Published: Thursday, Dec. 12, 2013 12:09 a.m. CDT

CRYSTAL LAKE – Arianna Gillespie had been alive a mere 16 months when her liver began to rapidly deteriorate.

The Lake in the Hills toddler spent a week in the hospital, diagnosed with acute liver failure and pancytopenia – a disease that causes an abnormally low level of blood cells produced by the bone marrow.

In desperate need of a liver transplant, Gillespie spent only two days on the waiting list because of her age and condition before undergoing the transplant procedure at Ann & Robert H. Lurie Children’s Hospital in Chicago on Aug. 6.

“She was really lucky because there was an immediate need for a liver,” said her aunt, Diana Kamysz. “She’s doing really well now and even starting to come off some of the medication.”

Working through The Children’s Organ Transplant Association, McHenry County volunteers are attempting to raise $50,000 for Gillespie’s family to help in the road to recovery. The Children’s Organ Transplant Association is a national charity dedicated to organizing and guiding communities in raising funds for transplant related expenses.

The cost of transplants often exceeds $500,000.

Nick’s Pizza and Pub, located at 856 Pyott Road in Crystal Lake, will host a fundraiser Wednesday to help the cause. Between 4 and 10 p.m., 15 percent of all proceeds on dine-in or carryout orders will go to help the Gillespie family pay medical bills. Patrons only need to bring a flier that can be accessed at on the Activities and Events link.

For those who cannot make the fundraiser, donations can be made directly through the website. Family and friends have already raised $7,181.50 of the $50,000 goal.

Don Gillespie, Arianna’s grandfather, said community support has been strong and family, friends and those who reach out to help have been inspired by his granddaughter’s amazing recovery.

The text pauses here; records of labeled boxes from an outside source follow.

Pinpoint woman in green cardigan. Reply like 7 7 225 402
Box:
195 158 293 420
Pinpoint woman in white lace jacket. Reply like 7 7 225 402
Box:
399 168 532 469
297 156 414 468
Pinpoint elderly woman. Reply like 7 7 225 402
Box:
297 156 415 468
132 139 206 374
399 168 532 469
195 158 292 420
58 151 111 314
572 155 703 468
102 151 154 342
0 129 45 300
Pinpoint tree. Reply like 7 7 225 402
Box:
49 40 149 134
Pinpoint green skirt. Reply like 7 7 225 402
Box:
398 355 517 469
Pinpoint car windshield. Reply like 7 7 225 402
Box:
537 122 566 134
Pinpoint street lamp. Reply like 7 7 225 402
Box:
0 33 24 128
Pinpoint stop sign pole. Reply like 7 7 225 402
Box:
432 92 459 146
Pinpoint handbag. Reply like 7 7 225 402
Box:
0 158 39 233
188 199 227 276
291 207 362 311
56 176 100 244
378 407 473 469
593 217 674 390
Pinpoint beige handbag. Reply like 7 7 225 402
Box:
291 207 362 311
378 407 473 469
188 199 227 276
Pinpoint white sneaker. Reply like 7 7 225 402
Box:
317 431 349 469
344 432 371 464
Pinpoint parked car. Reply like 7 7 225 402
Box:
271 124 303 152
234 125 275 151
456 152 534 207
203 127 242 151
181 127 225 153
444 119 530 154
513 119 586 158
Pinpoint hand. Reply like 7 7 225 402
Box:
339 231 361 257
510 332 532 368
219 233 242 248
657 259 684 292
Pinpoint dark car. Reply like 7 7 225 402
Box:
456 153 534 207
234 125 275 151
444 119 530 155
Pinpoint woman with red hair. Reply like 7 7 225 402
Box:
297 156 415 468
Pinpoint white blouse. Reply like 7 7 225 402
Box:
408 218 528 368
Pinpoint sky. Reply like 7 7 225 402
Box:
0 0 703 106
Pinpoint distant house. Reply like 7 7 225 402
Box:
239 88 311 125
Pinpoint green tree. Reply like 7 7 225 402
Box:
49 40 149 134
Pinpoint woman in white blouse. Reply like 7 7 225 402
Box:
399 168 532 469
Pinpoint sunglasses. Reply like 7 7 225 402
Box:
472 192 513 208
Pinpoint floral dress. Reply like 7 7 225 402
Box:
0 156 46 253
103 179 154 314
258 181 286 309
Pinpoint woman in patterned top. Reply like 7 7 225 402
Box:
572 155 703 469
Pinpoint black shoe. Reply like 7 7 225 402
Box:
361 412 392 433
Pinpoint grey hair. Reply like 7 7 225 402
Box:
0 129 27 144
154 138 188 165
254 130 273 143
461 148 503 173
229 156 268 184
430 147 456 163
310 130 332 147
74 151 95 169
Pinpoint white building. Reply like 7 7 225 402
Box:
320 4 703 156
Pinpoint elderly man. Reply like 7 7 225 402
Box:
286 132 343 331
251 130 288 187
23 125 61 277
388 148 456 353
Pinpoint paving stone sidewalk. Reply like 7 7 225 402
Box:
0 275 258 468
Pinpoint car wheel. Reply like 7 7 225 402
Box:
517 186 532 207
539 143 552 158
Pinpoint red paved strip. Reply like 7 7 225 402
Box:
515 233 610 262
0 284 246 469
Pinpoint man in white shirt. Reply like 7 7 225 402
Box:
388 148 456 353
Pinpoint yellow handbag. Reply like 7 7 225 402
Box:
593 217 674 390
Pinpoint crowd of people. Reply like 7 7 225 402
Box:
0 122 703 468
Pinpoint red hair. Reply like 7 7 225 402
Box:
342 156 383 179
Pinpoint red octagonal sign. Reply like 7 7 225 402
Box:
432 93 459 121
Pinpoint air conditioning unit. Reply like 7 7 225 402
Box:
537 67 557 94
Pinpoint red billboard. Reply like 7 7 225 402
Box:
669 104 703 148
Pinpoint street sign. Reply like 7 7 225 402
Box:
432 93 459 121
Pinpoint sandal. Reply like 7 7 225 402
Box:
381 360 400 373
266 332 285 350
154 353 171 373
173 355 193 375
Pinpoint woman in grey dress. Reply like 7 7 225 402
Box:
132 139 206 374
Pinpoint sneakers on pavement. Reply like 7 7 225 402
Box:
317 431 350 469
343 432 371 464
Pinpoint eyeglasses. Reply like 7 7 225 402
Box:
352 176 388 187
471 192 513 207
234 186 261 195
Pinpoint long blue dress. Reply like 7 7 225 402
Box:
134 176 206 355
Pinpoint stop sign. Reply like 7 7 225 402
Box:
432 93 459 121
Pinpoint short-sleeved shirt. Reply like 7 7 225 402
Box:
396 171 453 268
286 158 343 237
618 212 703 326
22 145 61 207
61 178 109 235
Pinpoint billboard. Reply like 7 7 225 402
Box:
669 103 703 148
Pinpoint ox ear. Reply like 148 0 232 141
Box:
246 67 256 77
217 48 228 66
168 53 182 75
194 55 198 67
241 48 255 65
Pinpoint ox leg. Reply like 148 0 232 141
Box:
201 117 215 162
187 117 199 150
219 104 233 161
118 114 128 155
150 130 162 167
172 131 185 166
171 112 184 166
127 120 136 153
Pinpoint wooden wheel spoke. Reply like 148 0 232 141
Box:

Her recovery has gone so well she was removed from the bone marrow transplant list after her blood count regenerated at a faster-than-expected pace. She also has improved enough to receive blood treatment locally instead of needing to make the trip to Chicago.

“Hopefully she won’t have any memories of everything she went through because she has gone through an awful lot,” Don Gillespie said. “But she’s more active now and more like a little girl. It’s just amazing to see her transformation.”